Quando anunciaram o nome do Kendrick Lamar para o intervalo do Super Bowl, em setembro do ano passado, não faltaram receios e críticas sobre sua escolha. Por um lado alguns fãs estavam preocupados que o formato limitaria o artista e o forçaria a mostrar uma versão mais editada do seu trabalho e performance, por ser um show televisionado para tanta gente. Por outro lado, os críticos o acharam político demais e mostraram o usual preconceito com o hip hop e rap como escolha para o que consideram um grande palco pop. E, como bem disse Andrew R. Chow, em sua análise para a Time, “O superpoder de Lamar tem sido sua habilidade única de navegar nessa tensão exata entre mensagem e alcance: contar histórias de dor e opressão americanas sem parecer sermão; desafiar o público liricamente e musicalmente enquanto amplia seu público. E no domingo esse ato de equilíbrio estava em plena exibição.”.
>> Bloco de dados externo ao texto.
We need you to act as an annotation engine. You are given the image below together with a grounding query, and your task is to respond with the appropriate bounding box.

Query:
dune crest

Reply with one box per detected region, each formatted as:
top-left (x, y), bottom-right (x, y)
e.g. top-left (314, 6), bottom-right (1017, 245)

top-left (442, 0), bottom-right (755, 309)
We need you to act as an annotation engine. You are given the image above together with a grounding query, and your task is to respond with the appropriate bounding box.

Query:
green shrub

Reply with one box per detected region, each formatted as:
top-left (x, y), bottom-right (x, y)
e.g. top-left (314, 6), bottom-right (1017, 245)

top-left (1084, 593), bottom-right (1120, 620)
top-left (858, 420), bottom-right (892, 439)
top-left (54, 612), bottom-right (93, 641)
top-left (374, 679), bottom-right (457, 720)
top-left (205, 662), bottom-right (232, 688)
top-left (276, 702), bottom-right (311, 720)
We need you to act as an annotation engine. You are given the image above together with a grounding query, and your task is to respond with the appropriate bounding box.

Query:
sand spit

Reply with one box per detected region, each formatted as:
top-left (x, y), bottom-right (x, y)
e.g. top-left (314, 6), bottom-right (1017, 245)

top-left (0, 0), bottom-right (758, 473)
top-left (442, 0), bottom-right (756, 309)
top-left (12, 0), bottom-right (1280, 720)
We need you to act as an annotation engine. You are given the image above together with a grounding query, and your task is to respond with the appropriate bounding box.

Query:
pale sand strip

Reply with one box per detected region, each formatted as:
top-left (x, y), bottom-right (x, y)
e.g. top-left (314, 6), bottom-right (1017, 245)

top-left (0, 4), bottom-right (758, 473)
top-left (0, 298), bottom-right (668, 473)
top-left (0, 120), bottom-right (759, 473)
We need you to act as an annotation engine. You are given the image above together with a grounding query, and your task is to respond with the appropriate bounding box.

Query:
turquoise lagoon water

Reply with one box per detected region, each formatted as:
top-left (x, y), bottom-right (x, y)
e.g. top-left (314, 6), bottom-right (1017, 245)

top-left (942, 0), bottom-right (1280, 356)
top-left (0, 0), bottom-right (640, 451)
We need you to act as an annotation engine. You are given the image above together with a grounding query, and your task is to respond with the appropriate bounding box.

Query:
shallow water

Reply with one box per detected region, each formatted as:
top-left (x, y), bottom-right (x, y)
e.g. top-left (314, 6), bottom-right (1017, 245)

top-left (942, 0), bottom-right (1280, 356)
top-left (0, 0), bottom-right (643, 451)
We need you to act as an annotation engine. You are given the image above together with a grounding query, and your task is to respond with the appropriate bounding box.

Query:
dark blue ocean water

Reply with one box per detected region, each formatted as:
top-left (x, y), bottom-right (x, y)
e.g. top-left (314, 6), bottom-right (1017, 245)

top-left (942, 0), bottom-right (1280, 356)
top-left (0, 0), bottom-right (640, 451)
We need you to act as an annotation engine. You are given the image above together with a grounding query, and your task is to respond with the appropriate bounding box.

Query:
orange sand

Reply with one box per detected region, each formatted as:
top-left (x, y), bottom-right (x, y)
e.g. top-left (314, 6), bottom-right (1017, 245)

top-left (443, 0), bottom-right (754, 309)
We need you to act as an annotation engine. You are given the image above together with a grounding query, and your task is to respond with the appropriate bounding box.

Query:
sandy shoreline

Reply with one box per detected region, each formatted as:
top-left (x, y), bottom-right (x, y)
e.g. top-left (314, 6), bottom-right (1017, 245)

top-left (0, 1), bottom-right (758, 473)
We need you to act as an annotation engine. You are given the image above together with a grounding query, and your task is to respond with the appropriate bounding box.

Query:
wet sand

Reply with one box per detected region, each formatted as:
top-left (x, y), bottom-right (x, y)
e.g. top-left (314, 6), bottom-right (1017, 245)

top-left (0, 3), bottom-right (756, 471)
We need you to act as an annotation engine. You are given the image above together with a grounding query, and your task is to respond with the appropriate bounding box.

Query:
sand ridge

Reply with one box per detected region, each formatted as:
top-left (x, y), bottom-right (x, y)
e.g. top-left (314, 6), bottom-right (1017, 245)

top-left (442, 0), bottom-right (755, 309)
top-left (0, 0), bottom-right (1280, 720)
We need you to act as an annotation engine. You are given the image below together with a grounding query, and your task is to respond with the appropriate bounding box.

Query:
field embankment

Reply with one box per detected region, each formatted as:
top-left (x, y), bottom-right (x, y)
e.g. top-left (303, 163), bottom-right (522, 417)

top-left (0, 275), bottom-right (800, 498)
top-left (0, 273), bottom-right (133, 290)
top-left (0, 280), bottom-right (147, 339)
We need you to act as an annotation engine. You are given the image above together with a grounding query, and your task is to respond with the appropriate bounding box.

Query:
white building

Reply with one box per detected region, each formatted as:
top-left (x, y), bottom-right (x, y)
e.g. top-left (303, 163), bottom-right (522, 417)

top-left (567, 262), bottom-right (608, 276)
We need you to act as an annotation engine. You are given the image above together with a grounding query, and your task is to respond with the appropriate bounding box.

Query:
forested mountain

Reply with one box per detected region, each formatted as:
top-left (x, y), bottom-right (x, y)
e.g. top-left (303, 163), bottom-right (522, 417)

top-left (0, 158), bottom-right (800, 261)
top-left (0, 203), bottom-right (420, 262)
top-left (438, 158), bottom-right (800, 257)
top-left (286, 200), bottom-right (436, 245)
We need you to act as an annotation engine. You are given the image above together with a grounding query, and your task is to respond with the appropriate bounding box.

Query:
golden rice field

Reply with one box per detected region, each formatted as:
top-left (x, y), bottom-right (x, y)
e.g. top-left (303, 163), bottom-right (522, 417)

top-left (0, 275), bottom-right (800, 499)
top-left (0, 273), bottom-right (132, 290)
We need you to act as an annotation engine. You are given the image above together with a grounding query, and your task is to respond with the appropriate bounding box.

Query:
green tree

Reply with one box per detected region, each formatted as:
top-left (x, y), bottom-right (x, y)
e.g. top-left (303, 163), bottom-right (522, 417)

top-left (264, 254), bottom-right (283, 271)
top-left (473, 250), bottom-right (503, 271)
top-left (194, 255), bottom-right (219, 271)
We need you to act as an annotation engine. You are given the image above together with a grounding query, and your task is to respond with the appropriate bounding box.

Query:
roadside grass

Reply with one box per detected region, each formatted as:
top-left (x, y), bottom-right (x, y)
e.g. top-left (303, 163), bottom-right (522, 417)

Kendrick Lamar foi o primeiro rapper solo a ser atração principal do Super Bowl, e nos entregou um desempenho como nunca visto antes. Em uma coletiva de imprensa antes do Super Bowl, perguntaram sobre o que seria sua performance: storytelling. E ele entregou de forma poderosa, fazendo com que o público prestasse atenção e ouvisse o que ele tinha a dizer. E levou essa conversa para além daquele intervalo, deixando gente até hoje debatendo sobre os simbolismos e mensagens que ele trouxe ao palco.

A performance começou com um palco em formato de jogo, algo entre símbolos do Playstation e o jogo da velha. Somos introduzidos ao grande narrador da noite, Samuel L. Jackson, de Uncle Sam, grande símbolo popular do patriotismo e governo estadunidense. Ele dá início ao que chama de “o grande jogo americano”(sic), que podemos entender como uma crítica a um sistema que joga contra as pessoas negras, no qual precisam lutar constantemente pela suas vidas. A gente ouve Tio Sam gritando para o Kendrick – “muito barulhento, muito imprudente, muito gueto”. Kendrick então dá seu recado: “A revolução está prestes a ser televisionada. Você escolheu a hora certa, mas o cara errado”. Durante a apresentação vemos um jogo entre Kendrick e o Tio Sam, que constantemente o desafia. Vemos a formação da bandeira dos EUA dividida ao meio durante Humble. As cores azul, branca e vermelha imperaram nas roupas e cenografia. SZA e Lamar cantam o sucesso All the stars, canção que teve um papel cultural importante no filme Pantera Negra. Ele atendeu as expectativas e cantou Not like us, música que na mesma semana deu a ele cinco Grammys, incluindo “Música do Ano”, com participação especial de sua conterrânea Serena Williams, além de todo o contexto da briga com o Drake. Ele nos lembra que não somos como eles, nos manda desligar a TV e decreta o fim do jogo.
Kendrick escreveu mais um capítulo da sua história, usou a oportunidade que tinha para continuar levando sua mensagem a um público cada vez maior. Sem medo. De fato, Kendrick, a audiência não é burra. Parabéns. Fim de jogo.